While the surgery was a success, William’s complications from spina bifida required immediate attention. And as leaders in neonatology, C.S. Mott Children’s Hospital was ready. “Our neonatology team is nationally recognized for their remarkable care for newborns with complex needs,” says Dr. Berman. “We have the staff and knowledge to handle the multiple medical needs these babies will have.”

William spent his first six months in and outside of Mott’s neonatal intensive care unit (NICU), where doctors, nurses and specialists from every field stepped in to deliver essential care. 
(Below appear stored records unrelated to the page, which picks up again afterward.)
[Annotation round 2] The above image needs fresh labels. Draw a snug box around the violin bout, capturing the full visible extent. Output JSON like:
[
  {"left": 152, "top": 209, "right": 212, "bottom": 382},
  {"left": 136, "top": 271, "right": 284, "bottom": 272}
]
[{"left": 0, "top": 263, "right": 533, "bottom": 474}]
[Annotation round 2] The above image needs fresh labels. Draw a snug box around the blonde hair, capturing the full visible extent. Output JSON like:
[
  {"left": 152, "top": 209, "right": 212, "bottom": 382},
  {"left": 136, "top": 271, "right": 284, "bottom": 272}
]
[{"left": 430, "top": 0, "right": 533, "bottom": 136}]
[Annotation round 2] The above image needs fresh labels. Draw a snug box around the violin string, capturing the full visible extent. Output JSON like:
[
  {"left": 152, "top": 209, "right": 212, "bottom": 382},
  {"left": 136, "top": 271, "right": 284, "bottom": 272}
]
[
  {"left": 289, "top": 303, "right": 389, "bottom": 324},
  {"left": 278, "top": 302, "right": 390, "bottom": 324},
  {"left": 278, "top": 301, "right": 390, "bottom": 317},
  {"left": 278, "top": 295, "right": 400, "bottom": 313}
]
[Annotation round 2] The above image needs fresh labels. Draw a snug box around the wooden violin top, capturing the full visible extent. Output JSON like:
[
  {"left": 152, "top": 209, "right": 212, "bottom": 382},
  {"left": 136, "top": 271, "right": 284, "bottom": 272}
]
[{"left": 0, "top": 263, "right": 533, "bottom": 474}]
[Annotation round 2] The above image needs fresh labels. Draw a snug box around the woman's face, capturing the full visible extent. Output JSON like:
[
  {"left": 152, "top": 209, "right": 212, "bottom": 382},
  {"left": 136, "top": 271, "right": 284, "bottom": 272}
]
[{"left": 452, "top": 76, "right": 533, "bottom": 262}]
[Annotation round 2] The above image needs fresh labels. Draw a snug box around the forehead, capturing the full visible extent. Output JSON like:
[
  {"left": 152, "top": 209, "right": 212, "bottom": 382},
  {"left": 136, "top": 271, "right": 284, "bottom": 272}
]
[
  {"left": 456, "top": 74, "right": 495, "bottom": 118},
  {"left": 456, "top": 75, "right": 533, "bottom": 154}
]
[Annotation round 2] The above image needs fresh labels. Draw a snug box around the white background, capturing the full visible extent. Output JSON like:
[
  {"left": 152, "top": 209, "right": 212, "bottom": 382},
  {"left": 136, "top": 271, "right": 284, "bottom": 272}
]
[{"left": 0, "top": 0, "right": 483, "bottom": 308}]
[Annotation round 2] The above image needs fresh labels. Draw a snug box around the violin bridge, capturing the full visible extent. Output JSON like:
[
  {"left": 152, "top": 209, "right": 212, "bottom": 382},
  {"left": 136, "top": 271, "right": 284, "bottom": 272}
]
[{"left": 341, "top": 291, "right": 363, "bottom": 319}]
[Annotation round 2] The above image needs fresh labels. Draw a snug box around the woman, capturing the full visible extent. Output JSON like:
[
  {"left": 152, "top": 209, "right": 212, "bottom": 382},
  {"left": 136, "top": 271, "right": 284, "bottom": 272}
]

“William had breathing problems, so the neurosurgery team was ready to help. We had a physical therapist, an ear, nose and throat doctor and more. They all worked together, gave us support and ultimately gave us the best solutions possible. Nurses also showed us how to do feeding and basically taught me how to be a mom of a child with special needs,” recounts Kristi.

And while the transition to get William home was challenging, it wasn’t long before he was thriving. 

“I won’t kid you, this changed our lives completely,” Kristi says. “We brought a lot of equipment home, but it was so worth it. William gained a pound in a week and became a different kid. He wasn’t struggling anymore. He eventually started walking and talking.”

At nearly 3 years old, William is doing well, walking both with and without his walker. Now in preschool, he loves being around peers and hopes to be ready for kindergarten when it’s time.

“We have since had a second pregnancy,” says a smiling Kristi. “Dr. Berman and her team took special care of me during this pregnancy because of my previous in utero surgery. We welcomed baby Owen to our family, and William is the most loving big brother you could ever imagine. Seeing the two of them together is a dream come true.”